Page MenuHomePhabricator

Expand interleaved memory access pass to identify certain shuffle_vector and transform it into target specific intrinsics.
Needs ReviewPublic

Authored by wxz2020 on Feb 28 2020, 3:24 PM.

Details

Summary

E.g. An interleaved load (Factor = 4):

%wide.vec = load <8 x i16>, <8 x i16>* %ptr
%strided.vec = shuffle <8 x i16> %wide.vec, <8 x i16> undef, <2 x i32><i32 0, i32 4>

%v1 = uitofp <2 x i16> %strided.vec to <2 x double>

It can be transformed into a tbl1 intrinsic in AArch64 backend to avoid the high cost extract/insert sequences.

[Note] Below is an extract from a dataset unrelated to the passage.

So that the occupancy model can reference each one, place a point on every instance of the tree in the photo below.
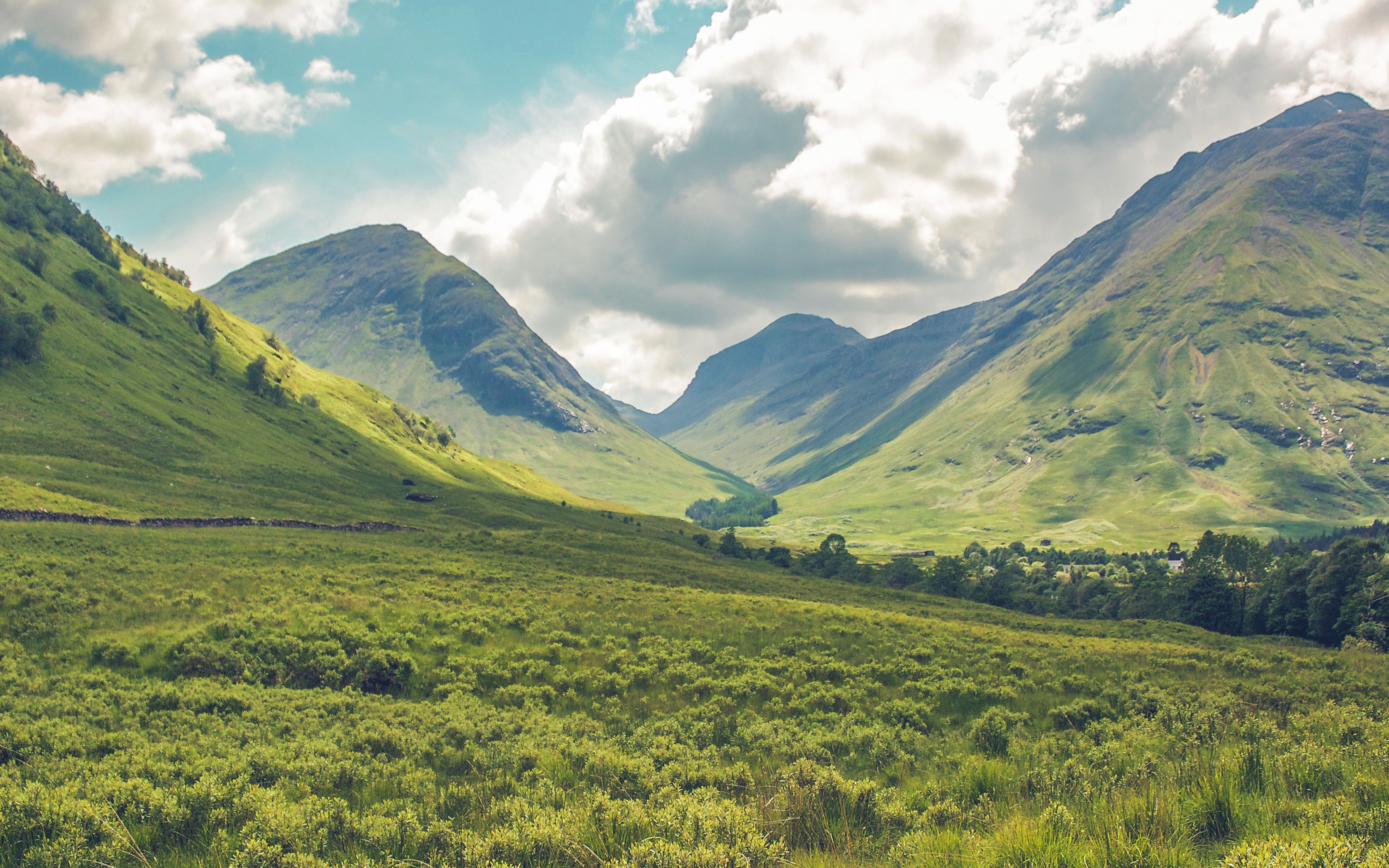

The change is also summarized in calculating InterleavedMemoryOpCost in loop vectorizer for decision in
loop vectorization.

This change will give SPEC2017 538.imagick_r 11.5% performance boost.

Tested using:
%llvm/build/bin/llvm-lit ../../test/*

And there is no regression on the test.

And we also tested this on SPEC2017 whole suite and they all pass and there is no performance regression.

Diff Detail

Event Timeline

wxz2020 created this revision.Feb 28 2020, 3:24 PM
dmgreen added a subscriber: dmgreen.Mar 1 2020, 7:45 AM

Hello. Looks interesting. We ended up doing something similar with lowering of interleaved access groups to VMOVN instructions in MVE. It went straight through ISel though, not needing to go via the InterleavedAccessPass. I don't immediately see why this case would need to be done differently. It looks like ISel can already generate at least some TBL1 instructions.

Can you add some testcases for this? Both for producing this in the vectorizer/costmodel tests and for the backend codegen of the load+shuffle patterns you expect to see.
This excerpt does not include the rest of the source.